Epson ET-4700 EcoTank Reset Waste Ink Counter & Fix "End of Service Life" Error
Today we’re going to be looking at how to deal with an Epson Ecotank 4700’s waste tank. You may get an error that says your printer’s service life is up or see a bunch of lights blinking on your printer. This is partly because a small amount of ink goes into the waste ink tank every time you clean your printer.
When the tank is full, a few things are going to happen. Firstly, you’ll need to reset the waste ink counter. Second, you’ll have to deal with the physical waste ink counter.
Resetting the Waste Ink Counter
To reset the waste ink counter, I usually go to InkChip.net. Click on the WIC tab. Don’t buy the key just yet. You’re going to want to scroll down on this page and make sure that your printer’s model number is listed. Once you’re sure it’s compatible, go back up and download the free software. Make sure you select your preferred language first.
You’ll have to run this software as an administrator. You have to trust the software and click on yes when it asks if you want to install Inkchip WIC. I use this software because I know it’s clean and virus free. After it installs, you’ll see that it puts a bunch of icons on your desktop.

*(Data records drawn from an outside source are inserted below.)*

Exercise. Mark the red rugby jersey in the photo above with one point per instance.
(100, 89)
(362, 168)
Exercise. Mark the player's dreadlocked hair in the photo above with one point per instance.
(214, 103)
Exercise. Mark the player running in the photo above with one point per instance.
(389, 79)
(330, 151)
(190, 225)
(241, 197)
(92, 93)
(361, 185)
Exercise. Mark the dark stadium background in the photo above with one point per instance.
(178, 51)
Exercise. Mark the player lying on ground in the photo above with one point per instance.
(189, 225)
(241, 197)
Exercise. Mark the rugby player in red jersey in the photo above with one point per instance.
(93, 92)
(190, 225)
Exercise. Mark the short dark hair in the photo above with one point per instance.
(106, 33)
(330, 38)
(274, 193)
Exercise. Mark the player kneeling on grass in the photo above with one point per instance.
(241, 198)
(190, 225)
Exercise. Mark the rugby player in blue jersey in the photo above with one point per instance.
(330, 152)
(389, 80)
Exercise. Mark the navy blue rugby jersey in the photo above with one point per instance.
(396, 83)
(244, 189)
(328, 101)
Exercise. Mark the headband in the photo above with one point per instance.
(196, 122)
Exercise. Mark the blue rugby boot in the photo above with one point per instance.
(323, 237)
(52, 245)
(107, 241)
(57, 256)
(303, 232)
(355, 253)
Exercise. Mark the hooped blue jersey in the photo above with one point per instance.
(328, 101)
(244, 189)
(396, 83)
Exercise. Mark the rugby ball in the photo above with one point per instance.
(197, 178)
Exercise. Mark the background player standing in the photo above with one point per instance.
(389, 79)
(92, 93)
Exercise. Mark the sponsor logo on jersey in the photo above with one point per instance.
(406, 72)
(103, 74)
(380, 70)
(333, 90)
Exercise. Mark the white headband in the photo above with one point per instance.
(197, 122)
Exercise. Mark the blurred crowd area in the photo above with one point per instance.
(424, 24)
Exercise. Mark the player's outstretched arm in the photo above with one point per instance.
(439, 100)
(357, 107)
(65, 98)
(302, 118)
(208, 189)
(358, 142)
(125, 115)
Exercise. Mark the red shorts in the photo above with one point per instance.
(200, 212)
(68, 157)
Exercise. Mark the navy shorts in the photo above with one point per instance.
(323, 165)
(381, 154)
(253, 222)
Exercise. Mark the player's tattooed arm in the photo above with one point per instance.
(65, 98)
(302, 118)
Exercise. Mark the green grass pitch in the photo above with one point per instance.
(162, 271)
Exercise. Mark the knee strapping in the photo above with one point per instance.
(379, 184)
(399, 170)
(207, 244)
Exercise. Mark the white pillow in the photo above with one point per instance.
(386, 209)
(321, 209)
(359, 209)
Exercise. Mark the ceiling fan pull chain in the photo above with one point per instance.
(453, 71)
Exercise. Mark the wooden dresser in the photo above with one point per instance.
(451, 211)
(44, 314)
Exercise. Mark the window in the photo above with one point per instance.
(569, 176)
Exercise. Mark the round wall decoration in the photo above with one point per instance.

Choose the one in your preferred language. You should see your printer listed. If not, then it’s probably not going to be compatible. The first thing you want to do is read the ink counter level. The one I got when I did it only said 16% full, but I reset it anyway, just to demonstrate.
Now that we’ve read the ink level and know it’s compatible, you can buy the key. Now go back to the other window and click on reset waste ink counters. Input the key you purchased. You should get a message saying that the counter has been reset and asking you to restart the printer.
Fixing the Waste Ink Tank
After you restart the printer, you should see that the count is back to zero. However, your printer is still dumping physical ink into the waste ink tank. To fix this issue, start by turning the printer to the back. Use a number two Phillips screwdriver to remove the screw holding the corner panel in place.
There will be another screw on toward the bottom to remove. Then you should be able to give the waste tank a little jiggle and have it slide right out. Rather than replacing it, we will divert the waste ink to an external tank. I would like it if you bought the parts you need from my website, but that isn’t necessary. I recommend a 2.5 mm tubing. You’ll also need some kind of jar. A velcro square may also come in handy. If you order them from my website, you could just get them all together.
If you tilt the printer up, you’ll see a round disk with a hole in the center. This is where the ink comes out, so we’ll put the connector there. Before we do that, though, we’ll connect it to the tube first. Then we’ll attach it to that hole.
Now you can put the cover back. Don’t put it on all the way, though, or the ink won’t be able to get through the tube. Use the velcro square to attach the jar to the side of the printer. This will prevent it from getting in your way or being knocked over.
Cut through the cap so that there’s a hole wide enough for the tube to fit through. Put the cap back on the jar and feed the line through it. Now when you run the self-clean function, the ink will go into the external tank, and when it gets full, you can just dump it out and start over.